There is some advantage to how technology functions today. It’s not overly expensive for content creators: directors, writers, musicians to create what it once would’ve taken millions of dollars for. If you want to watch a movie, at the tip of your fingers is too much entertainment to watch in multiple lifetimes. Certain VCs, however, saw the mass change happening and funded technologies for streaming, or writing code, or processing information, with the ultimate goal just being to get gobbled up by a larger company for piles of cash. Those companies that once were struggling to break into an industry are now at the forefront of it; if you have something of value, it’s in your best interests to sell to them because either they’ll pay you generously for it or suffocate you out of business until there’s nothing but liquidated remnants for them to pick up.

In fairness, these companies were ahead of their time and created innovative material that they scaled up in a smart and effective way. Netflix’s development of getting content rapidly to consumers at home and, more specifically, their early delve into the streaming service was a stroke of genius. Likewise, Amazon’s ability to deliver products in an ever-expansive way from practically anywhere changed the game of shopping. The downside is that, though it is easier than ever to create high quality content and give it out to the world, monetizing it is becoming harder than ever. Theaters aren’t what they once were, though they are making a comeback. If I make a movie, for example, it is extraordinarily difficult to find people to pay for it when they have a seemingly endless library of content, some of it bound to be somewhat similar, through the familiar services of Disney, Netflix, Amazon, Facebook or Apple. One of these companies can’t own the marketplace in its entirety; there are monopoly laws to prevent that. However, a few companies owning the vast majority of content and raising their prices to an optimal point that they collectively decide on is perfectly legal.
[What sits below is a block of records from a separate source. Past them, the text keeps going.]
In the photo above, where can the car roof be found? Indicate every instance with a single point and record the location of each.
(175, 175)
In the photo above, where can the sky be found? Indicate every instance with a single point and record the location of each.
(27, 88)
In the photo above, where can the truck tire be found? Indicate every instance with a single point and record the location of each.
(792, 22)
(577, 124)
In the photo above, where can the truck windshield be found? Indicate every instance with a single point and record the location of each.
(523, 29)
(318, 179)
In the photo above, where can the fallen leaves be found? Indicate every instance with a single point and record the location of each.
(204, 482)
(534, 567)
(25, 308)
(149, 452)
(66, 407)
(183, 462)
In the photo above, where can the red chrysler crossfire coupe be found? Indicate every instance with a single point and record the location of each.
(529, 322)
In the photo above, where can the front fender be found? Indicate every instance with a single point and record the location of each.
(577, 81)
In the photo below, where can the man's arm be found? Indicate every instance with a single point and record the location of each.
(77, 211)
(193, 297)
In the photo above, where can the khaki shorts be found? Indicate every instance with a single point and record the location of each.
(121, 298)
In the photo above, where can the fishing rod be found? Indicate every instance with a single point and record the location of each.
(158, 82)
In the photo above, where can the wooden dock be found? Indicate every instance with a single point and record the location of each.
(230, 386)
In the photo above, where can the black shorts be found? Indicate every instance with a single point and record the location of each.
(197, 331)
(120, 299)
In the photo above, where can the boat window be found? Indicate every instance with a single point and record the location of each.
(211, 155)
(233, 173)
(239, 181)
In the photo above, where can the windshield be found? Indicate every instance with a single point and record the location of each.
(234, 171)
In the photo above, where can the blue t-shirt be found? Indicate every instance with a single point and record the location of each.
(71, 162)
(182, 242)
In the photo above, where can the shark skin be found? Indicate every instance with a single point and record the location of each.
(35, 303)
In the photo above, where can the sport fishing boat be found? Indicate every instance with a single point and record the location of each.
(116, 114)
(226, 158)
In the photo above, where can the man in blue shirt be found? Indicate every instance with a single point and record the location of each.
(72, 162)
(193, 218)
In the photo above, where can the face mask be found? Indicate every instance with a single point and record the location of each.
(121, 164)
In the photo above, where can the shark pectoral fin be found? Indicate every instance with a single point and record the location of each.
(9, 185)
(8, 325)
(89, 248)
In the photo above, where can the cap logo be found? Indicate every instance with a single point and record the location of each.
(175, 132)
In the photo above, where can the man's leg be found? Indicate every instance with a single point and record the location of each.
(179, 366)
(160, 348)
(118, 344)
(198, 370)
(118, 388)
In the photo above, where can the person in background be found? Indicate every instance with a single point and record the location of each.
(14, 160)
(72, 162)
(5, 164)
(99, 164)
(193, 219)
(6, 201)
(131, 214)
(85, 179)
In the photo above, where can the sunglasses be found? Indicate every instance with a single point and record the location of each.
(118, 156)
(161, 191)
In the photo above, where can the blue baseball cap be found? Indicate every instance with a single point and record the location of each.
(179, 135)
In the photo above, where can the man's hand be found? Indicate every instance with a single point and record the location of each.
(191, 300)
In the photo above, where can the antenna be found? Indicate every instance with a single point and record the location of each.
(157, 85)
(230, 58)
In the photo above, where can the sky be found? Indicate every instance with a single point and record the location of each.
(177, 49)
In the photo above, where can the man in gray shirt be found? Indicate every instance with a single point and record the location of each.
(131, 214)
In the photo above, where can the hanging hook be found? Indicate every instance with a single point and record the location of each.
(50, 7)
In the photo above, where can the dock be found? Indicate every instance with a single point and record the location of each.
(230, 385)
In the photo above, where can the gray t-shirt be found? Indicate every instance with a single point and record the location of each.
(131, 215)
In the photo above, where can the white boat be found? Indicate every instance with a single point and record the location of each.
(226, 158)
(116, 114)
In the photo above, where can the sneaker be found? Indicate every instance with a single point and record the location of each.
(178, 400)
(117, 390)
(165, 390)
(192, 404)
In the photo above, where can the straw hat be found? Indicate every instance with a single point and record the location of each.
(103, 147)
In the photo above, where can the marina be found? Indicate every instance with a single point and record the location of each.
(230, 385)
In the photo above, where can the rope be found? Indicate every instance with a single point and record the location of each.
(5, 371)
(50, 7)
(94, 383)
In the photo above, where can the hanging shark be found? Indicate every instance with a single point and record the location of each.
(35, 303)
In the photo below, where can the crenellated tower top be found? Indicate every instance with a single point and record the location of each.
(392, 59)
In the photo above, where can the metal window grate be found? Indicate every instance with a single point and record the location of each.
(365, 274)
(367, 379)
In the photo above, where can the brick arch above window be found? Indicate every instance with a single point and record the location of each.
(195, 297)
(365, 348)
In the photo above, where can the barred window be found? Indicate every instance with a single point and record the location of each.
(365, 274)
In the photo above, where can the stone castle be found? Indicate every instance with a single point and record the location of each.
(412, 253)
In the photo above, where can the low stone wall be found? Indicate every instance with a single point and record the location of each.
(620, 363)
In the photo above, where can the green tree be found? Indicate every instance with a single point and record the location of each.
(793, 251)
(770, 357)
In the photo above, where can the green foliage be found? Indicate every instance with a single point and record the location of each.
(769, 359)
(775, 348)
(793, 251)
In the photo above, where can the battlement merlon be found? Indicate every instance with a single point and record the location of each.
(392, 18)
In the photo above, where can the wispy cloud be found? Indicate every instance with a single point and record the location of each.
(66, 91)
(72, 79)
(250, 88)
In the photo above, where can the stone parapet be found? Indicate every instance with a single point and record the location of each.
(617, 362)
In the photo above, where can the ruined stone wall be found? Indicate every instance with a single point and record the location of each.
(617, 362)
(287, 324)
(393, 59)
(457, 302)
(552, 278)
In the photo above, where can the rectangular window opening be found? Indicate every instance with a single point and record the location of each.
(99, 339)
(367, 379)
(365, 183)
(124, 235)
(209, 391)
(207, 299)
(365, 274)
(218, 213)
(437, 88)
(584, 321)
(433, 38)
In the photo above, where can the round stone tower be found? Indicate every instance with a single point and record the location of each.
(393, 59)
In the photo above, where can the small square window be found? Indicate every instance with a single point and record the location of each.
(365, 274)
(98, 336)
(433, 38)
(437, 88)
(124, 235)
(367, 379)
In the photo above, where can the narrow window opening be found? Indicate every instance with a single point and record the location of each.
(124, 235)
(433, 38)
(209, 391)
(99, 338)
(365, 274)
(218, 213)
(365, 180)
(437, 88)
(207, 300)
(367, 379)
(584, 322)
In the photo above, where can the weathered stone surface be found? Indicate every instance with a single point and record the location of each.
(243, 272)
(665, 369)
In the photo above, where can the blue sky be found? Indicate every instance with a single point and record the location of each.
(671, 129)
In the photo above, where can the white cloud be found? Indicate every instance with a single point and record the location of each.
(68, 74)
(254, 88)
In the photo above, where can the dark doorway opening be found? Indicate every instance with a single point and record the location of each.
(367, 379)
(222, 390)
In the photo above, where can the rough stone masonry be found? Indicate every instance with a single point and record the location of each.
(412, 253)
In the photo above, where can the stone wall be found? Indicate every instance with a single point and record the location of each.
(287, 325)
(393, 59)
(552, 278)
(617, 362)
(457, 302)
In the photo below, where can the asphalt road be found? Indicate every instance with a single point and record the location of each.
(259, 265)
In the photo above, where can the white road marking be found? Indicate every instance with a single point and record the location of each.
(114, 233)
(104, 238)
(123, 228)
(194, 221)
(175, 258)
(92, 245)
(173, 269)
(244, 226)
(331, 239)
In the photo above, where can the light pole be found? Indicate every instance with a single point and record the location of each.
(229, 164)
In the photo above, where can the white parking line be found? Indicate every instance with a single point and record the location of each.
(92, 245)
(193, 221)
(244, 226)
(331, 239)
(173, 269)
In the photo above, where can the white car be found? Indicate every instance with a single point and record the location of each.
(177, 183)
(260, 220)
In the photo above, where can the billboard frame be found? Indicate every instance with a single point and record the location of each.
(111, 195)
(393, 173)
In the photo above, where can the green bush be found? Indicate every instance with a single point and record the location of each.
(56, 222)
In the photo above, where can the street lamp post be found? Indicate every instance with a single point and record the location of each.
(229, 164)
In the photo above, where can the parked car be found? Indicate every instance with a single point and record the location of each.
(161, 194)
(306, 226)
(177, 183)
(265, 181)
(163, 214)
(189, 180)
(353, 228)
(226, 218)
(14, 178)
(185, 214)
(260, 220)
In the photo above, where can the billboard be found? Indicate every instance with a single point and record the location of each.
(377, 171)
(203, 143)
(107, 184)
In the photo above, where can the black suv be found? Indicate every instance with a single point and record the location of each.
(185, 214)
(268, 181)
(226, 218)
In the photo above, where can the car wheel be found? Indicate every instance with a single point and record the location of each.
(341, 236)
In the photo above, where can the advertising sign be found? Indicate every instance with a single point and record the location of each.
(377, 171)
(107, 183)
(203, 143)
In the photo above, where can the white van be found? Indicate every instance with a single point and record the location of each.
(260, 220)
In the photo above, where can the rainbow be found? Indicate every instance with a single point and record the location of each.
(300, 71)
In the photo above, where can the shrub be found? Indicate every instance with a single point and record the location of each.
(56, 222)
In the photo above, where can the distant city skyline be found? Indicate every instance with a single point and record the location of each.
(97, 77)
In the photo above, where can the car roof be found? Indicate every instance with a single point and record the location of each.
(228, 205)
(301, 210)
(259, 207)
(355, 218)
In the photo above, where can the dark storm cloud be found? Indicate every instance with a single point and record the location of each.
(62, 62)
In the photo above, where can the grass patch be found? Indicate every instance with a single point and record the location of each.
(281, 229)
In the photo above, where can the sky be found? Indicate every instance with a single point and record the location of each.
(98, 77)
Given the oligopoly that’s forming, it’s only natural that big tech companies, the ones that got on in an early, sustainable way will continue to remain at the forefront of technology.  Partially, this is a natural consequence of unfettered capitalism; Keynesian economics implies that this is a feature and not a bug of the system. But where is the room for the little guy? How does an independent filmmaker make money in this world where the primary goal is to be bought by the larger companies?

Therein lies a solution. As these companies compete with each other, anything worth something has them scrambling to purchase it. To pierce through the never-ending content, however, is the challenge. Either something is marketed well-enough that it gathers a crowd and following, which is partially necessary regardless of the product, though the marketing machine of big studios and major tech companies will most likely always do this better. Or, better yet, something gets made that is a step above all of the other content. We saw it with Parasite last year. A Korean film winning Best Picture and grossing hundreds of millions of dollars.

It’s all-too-easy to forget that movies are art. Not a business. And as artists or consumers, we have to believe that the truly worthwhile art will spread like wildfire. The movie that says something worth saying will garner attention. The song worth singing will stick in our heads.  The innovative will continue to innovate, regardless of their seemingly long odds and difficult financial prospects. We live in a truly unique time. One in which big tech dominates the marketplace. But we’ve seen that nothing is too big to fail. The biggest of companies, like Blockbuster, have gone down. Empires have fallen. History is bound to repeat itself. It’s true that inequality is a feature of capitalism, but so is innovation. In the most innovative time in history, we take the good with the bad. And after everything, the material consequence and never-ending bureaucracy falls away, hopefully we’re left with the brightest stars. In the meantime, we’ll take a page out of John Mayer’s book and keep waiting on the world to change.